I kept wondering why Blair Mastbaum (the author) went in that direction with his main character, Kurt? As I am reading the novel, I get frustrated with the main character, but at the same time, I am truly unable to put the book down because I kept assuming that it couldn't get anymore worse than the last situation. And if I laughed, it was because of the dark humour described. I've read a few novels about young adults going through a period of their lives being all alone, depressed, isolated, etc., but eventually there was some upside slowly heading their way. Not in this novel. And I guess that's why I was driven to read it in one sitting (with a couple of 5 minute breaks here and there to readjust my eyes). Strangely enough, despite the tone of this novel, right up to the final words, I consider this one of my favourites.

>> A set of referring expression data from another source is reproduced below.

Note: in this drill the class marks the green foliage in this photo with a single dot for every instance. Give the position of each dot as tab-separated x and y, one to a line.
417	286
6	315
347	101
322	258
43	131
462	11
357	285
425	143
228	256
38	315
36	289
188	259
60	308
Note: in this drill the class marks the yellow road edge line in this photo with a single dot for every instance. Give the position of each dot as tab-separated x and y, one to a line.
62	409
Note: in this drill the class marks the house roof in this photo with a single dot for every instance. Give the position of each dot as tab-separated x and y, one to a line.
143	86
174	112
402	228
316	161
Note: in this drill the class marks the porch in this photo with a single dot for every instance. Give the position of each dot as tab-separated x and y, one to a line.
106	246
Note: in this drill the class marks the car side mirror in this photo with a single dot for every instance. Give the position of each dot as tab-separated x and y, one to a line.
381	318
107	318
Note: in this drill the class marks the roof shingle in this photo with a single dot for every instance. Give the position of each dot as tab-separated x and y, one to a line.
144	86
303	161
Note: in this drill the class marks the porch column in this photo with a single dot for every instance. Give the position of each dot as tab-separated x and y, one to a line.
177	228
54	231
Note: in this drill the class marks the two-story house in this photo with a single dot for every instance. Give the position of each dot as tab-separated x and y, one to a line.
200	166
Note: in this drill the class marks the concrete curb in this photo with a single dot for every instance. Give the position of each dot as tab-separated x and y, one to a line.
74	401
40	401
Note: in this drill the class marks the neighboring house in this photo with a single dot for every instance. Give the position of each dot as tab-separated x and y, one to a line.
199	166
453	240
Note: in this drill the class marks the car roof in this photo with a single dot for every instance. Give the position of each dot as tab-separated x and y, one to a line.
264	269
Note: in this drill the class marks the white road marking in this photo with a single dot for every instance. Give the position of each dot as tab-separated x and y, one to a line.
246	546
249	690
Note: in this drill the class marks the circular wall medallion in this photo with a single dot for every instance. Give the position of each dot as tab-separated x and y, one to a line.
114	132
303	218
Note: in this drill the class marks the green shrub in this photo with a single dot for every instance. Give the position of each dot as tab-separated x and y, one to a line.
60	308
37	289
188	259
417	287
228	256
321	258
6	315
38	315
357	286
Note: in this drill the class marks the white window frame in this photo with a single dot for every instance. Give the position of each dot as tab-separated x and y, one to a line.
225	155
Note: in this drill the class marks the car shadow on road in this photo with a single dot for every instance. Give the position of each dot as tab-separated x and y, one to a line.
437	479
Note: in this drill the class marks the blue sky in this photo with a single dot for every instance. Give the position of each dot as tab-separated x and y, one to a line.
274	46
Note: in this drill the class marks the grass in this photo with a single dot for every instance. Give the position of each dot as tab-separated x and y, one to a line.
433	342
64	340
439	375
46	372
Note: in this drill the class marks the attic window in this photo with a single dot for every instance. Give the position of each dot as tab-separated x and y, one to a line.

Self-pity and “poor me” to the point where I actually rolled my eyes.
“Artists are supposed to be depressed.” Stupid observation.
“He tells jokes about abortion and rape, subjects that most people think are taboo, but totally shouldn’t be, at least in my world.” WOW, what an edgy protagonist.
“This is torture because he’s he’s [typo] practically forgotten I exist and every pseudo-hipster doofus in town wants to make out with him now that his stupid band was on the cover of the fucking Time Out New York and his record got a fucking nine point something on Pitchfork.” This may be the single most pretentious, ridiculous (non-ironic), idiotic sentence I have ever read in a book. Reading that sentence took a full 30 seconds off my life that I’ll never get back.
This is perhaps the most “PICK ME” writing I’ve encountered in ages. Someone trying, and failing, to be edgy and witty.
I can’t read another sentence. I normally don’t DNF, and rarely rate something I that I DNF — but this is the exception.
This book is barely 130 pages and I just could not do it.
A light read in the first person, a memoir of a twenty-something set primarily in New York City. The introspection and constant moaning got too much, dragging the narrative. Secondary characters lacked development, triggering an assessment of too much ego.
"As this tautly written novel progresses, it becomes less clear whether Kurt’s actually writing about wanting to push young men, or if he is in fact Elliot, and/or if the novel is a novel about himself. Mastbaum’s prose is spare but vivid, exposing both Kurt’s inner and outer worlds while maintaining a sense of suspense about the blurring between reality and unreality. The strange conclusion is a fitting end that may well be another beginning." The rest of my review is here: http://www.yasminnair.net/content/bla...
Pushed in a direction that most books don't. I want to say that it was daring and edgy but that sounds pathetically cliche. Unlike commercials, I actually mean it.
I really enjoyed the change in style from Mastbaum's first novel, "Clay's Way." This sparked memories of a summer reading Robert Cormier's great works, a comparison I don't include lightly.